SNCF : le patron de la CFDT ne "souhaite pas" le maintien de la grève les jours du bac

L'idée que les bacheliers ne puissent pas se rendre aux épreuves du baccalauréat en raison de la grève des cheminots "n'est franchement pas une option qui est la nôtre", a-t-il ajouté.

Laurent Berger s\'exprime lors d\'une conférence de presse, le 6 juin 2018, à Rennes (Ille-et-Vilaine).
Laurent Berger s'exprime lors d'une conférence de presse, le 6 juin 2018, à Rennes (Ille-et-Vilaine). (ESTELLE RUIZ / CROWDSPARK / AFP)

Laurent Berger, numéro un de la CFDT, a dit, vendredi 8 juin, ne pas "souhaiter" le maintien de la grève à la SNCF au moment du baccalauréat, dont les épreuves écrites se dérouleront du 18 au 25 juin. Deux sessions de grève sont actuellement programmées sur des jours d'examen, du 17 au 18 juin, puis du 22 au 23.

Interrogé en marge du Congrès de la CFDT à Rennes sur la grève des cheminots au moment du baccalauréat, le secrétaire général a répondu : "Je ne le souhaite pas". L'idée que les bacheliers ne puissent pas se rendre aux épreuves du bac "n'est franchement pas une option qui est la nôtre", a-t-il ajouté.

Le calendrier de la grève maintenu jeudi

"Il exprime un souhait, a tempéré Rémi Aufrère-Privel, secrétaire général adjoint de la CFDT Cheminots.
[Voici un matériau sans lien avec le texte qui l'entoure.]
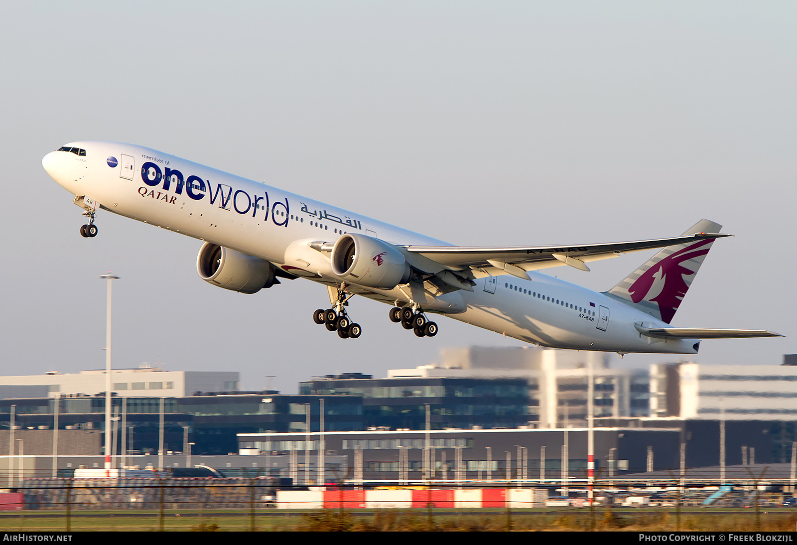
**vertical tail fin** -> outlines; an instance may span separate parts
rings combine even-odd
[[[719,233],[722,225],[701,220],[684,234]],[[714,243],[713,238],[668,246],[607,293],[669,323]]]

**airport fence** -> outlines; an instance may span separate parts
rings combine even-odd
[[[797,528],[787,495],[767,487],[509,488],[507,481],[292,486],[251,478],[26,479],[0,493],[0,529]]]

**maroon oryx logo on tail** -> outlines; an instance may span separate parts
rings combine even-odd
[[[669,323],[673,316],[675,316],[675,311],[681,304],[681,299],[686,295],[689,284],[692,283],[690,279],[689,284],[687,284],[684,276],[692,276],[697,272],[697,270],[690,271],[681,264],[683,261],[688,261],[690,259],[707,254],[710,248],[698,249],[707,244],[710,245],[713,241],[713,238],[707,238],[705,241],[696,242],[667,256],[642,272],[639,278],[628,288],[631,300],[638,303],[646,300],[657,303],[662,320]],[[663,282],[662,291],[655,297],[646,299],[654,282],[657,280]]]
Nous attendons du gouvernement et du patronat des engagements."

Réunie jeudi, l'intersyndicale de la SNCF (CGT, Unsa, SUD, CFDT) a toutefois maintenu son calendrier de la grève contre la réforme ferroviaire, que l'Unsa avait proposé de modifier pour tenir compte des épreuves du bac. "On maintient la pression, le mouvement continue dans l'unité syndicale", avec "un calendrier qui ne bougera pas", avait indiqué Thierry Nier, de la CGT Cheminots.